Generic graded contractions of Lie algebras

TL;DR

This paper investigates the structure and classification of generic graded contractions of Lie algebras using tools from group cohomology, algebraic geometry, and category theory, providing explicit classifications and functorial insights.

Contribution

It introduces a classification of generic graded contractions via an abelian group and relates them to graded degenerations and monoidal category structures.

Findings

Classified generic graded contractions with fixed support by an explicit abelian group

Described the variety of generic graded contractions as an affine algebraic variety

Established a functorial version of the Weimar-Woods conjecture

Abstract

We study generic graded contractions of Lie algebras from the perspectives of group cohomology, affine algebraic geometry and monoidal categories.
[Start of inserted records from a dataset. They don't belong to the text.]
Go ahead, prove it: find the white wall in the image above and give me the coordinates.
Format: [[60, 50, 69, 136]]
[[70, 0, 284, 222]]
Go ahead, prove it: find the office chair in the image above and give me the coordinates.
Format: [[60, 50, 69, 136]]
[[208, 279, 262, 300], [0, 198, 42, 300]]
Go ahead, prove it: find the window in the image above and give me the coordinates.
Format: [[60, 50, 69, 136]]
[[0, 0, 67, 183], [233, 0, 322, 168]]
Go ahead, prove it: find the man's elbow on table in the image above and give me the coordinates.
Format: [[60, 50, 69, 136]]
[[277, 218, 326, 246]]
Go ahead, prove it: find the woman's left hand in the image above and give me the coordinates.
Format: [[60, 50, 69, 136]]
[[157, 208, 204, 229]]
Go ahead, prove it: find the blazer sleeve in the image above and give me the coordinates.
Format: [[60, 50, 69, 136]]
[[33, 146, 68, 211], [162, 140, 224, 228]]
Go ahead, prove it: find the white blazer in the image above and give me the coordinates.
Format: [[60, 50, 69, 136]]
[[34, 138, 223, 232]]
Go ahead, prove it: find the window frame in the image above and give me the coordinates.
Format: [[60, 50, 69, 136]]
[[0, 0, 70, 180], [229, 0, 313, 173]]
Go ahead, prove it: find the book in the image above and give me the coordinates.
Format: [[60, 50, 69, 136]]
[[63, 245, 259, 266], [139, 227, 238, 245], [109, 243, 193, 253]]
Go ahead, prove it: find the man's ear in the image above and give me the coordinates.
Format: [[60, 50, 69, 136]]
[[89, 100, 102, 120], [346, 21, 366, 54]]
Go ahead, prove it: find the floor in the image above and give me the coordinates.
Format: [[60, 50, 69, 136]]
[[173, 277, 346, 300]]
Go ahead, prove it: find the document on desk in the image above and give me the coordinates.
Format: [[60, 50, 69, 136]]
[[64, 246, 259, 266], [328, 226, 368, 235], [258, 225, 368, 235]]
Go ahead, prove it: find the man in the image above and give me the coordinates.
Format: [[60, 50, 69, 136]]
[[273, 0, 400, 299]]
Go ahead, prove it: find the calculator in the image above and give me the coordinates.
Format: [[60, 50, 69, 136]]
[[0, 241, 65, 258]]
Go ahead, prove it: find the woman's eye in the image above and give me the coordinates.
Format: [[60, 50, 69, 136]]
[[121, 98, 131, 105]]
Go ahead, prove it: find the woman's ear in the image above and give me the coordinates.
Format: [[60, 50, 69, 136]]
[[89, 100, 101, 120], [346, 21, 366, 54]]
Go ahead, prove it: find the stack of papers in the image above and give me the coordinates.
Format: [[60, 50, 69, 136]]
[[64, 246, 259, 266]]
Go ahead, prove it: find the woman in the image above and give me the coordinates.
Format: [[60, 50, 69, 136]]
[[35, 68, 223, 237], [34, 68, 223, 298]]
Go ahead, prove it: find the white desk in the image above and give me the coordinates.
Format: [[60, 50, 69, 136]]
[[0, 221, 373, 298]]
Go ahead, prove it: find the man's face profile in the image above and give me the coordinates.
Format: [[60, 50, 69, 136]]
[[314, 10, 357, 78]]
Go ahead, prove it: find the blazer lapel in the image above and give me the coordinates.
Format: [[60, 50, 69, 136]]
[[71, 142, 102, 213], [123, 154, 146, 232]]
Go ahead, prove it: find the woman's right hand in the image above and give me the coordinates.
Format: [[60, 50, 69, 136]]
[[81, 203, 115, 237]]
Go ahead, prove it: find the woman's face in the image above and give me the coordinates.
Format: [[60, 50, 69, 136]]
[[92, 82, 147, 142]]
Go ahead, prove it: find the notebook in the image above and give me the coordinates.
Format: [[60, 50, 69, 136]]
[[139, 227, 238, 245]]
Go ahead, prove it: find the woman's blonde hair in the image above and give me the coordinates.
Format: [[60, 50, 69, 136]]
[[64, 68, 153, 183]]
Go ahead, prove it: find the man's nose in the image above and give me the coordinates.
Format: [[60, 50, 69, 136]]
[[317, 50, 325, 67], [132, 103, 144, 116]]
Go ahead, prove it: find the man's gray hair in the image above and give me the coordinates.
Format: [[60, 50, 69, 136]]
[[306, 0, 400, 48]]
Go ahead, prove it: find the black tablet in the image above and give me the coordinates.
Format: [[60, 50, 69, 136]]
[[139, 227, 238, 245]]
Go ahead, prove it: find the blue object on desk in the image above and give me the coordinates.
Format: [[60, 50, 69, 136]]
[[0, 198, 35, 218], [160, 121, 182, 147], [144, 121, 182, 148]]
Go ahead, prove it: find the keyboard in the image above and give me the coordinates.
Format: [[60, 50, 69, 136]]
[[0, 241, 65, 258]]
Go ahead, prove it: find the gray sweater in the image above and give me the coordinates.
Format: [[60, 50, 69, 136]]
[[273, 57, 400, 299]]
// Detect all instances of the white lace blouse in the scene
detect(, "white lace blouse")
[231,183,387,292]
We show that generic graded contractions with a fixed support are classified by a certain abelian group, which we explicitly describe. Analyzing the variety of generic graded contractions as an affine algebraic variety allows us to describe which generic graded contractions define graded degenerations of a given graded Lie algebra. Using the interpretation of generic $G$-graded contractions as lax monoidal structures on the identity endofunctor of the monoidal category of $G$-graded vector spaces, we establish a functorial version of the Weimar-Woods conjecture on equivalence of generic graded contractions.